Science fiction and fantasy
Of Quills and Kings
by Joel Reeves
The castle is in a state of disrepair, which is soon made worse when the rat-faced mage Gamitof Pym casts a spell on it, accidentally scrambling all the rooms. The baron has absconded with his mistress and jester, Emenine, and most of the troops. So it's up to his son, Jonathan, to organise the castle's defences and rally what's left of the staff against attack. Lots of people want the Orb, and they're coming to the castle to find it. Faced with a hungry giant, rebellious peasants, various soldiers and a well-organised eunuch horde, the teenage Jonathan has little choice but to deal with them all.
Of Quills and Kings seems quite random to begin with, its ridiculous tone heightened by Joel Reeves' love of long and absurd names. This novel is a tongue in cheek romp, reminiscent of James Bibby's Ronan the Barbarian series. However, no matter how haphazard the narrative appears to be there is a method to it, and the author does manage to fit it all together into a complicated yet coherent plot.
About half-way through Jonathan and his friends leave on a quest to find the Orb and rescue the young king, who has disappeared. At this point the story moves in a different direction, taking on a more serious and dramatic mood. That's not to say it loses its humour, though. There's always room for unions between woman and fish, or rumours of flesh-eating zombies, for instance. The bickering between the Baroness and Emenine is hilariously catty, and there's a gleeful nastiness to the events that leaves you wondering how much further the author will go.
Perhaps it's a side-effect of this vicious narrative, but there is always a lot going on and a large cast of characters involved. Many of these don't appear until the second half of the book, and it can get confusing because parts of the story are frankly overcrowded.

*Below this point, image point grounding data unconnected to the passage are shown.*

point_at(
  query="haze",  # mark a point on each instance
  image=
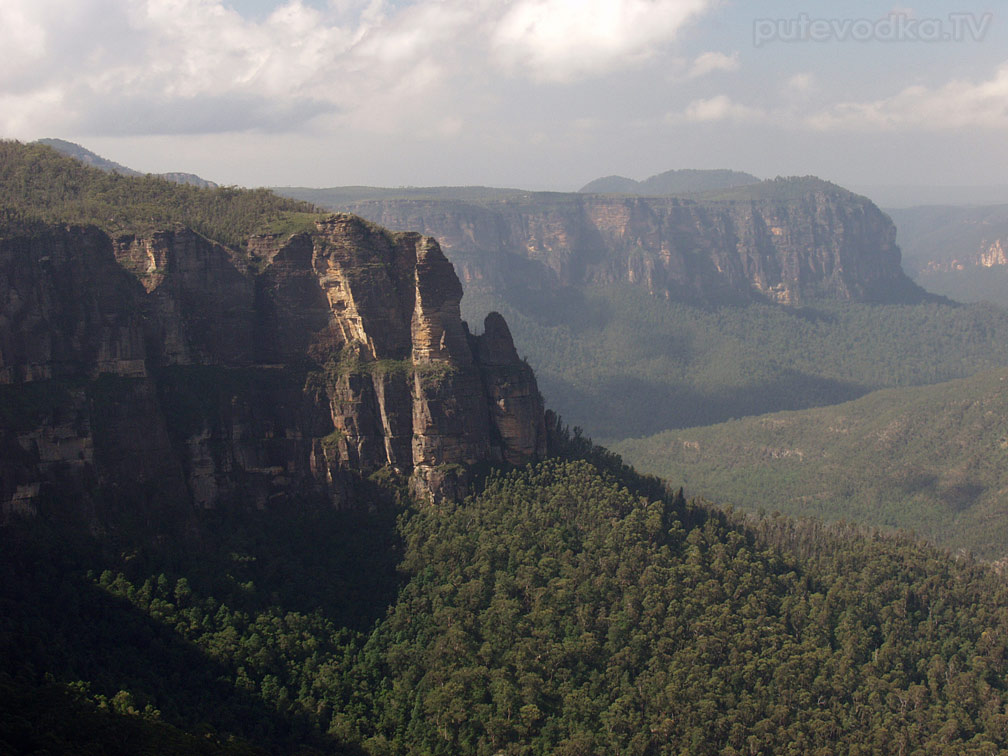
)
(538, 94)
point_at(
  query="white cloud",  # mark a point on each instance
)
(721, 108)
(148, 67)
(712, 61)
(563, 39)
(800, 84)
(955, 105)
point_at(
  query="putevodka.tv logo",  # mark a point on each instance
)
(895, 27)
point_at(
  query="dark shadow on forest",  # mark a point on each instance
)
(60, 627)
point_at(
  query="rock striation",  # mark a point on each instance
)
(785, 241)
(172, 370)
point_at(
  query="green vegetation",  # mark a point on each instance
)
(930, 459)
(349, 362)
(971, 285)
(39, 184)
(623, 365)
(563, 610)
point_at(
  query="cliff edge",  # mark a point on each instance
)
(167, 368)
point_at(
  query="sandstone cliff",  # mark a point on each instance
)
(786, 241)
(168, 368)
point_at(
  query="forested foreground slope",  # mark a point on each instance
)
(568, 609)
(928, 460)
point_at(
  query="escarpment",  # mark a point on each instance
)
(786, 241)
(170, 369)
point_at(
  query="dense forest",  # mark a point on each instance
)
(38, 184)
(624, 365)
(573, 608)
(926, 459)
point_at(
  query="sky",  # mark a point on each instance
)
(532, 94)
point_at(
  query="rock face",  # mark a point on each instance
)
(165, 369)
(787, 242)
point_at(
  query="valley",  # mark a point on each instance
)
(265, 491)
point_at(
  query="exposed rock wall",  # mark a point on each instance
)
(167, 367)
(824, 243)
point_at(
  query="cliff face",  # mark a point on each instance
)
(820, 243)
(164, 368)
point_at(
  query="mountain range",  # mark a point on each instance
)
(266, 492)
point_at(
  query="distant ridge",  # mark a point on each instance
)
(681, 181)
(90, 158)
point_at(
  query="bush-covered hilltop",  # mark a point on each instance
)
(37, 183)
(559, 612)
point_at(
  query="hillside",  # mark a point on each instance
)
(269, 494)
(160, 366)
(620, 365)
(957, 251)
(559, 611)
(90, 158)
(680, 181)
(786, 241)
(39, 185)
(928, 460)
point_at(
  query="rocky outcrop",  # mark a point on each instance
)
(167, 367)
(786, 241)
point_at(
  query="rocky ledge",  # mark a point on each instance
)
(170, 368)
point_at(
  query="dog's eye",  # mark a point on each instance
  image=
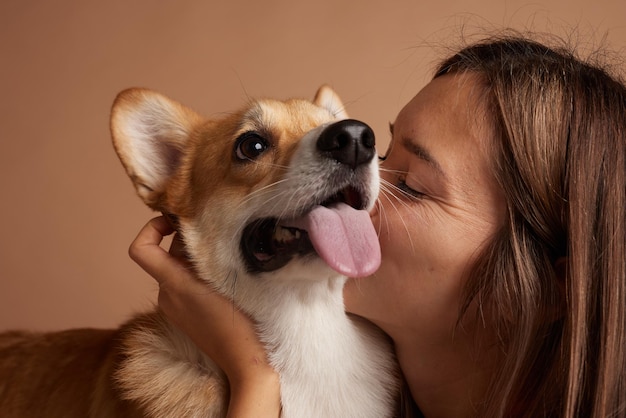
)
(249, 146)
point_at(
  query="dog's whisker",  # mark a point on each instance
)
(386, 193)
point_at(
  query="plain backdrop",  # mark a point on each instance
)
(68, 212)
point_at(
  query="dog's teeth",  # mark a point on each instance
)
(286, 234)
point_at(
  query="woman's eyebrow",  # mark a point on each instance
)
(423, 154)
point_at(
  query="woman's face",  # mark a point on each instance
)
(439, 205)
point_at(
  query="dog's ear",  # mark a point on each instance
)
(328, 99)
(150, 133)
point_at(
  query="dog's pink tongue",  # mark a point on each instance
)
(344, 238)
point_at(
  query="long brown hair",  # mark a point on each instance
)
(554, 278)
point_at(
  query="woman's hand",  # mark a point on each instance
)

Nonetheless Of Quills and Kings steadily improves, and it's well worth persevering with even though the bizarre characters and situations may make for a faintly dubious beginning. In spite of its erinaceous villain, this is no cute fairy-tale. Instead it's a rollicking fantasy that tumbles cheekily along, pausing only to give us the literary equivalent of a wedgie when we least expect it. Joel Reeves' début novel is often surprising, frequently wicked, and a lot of fun.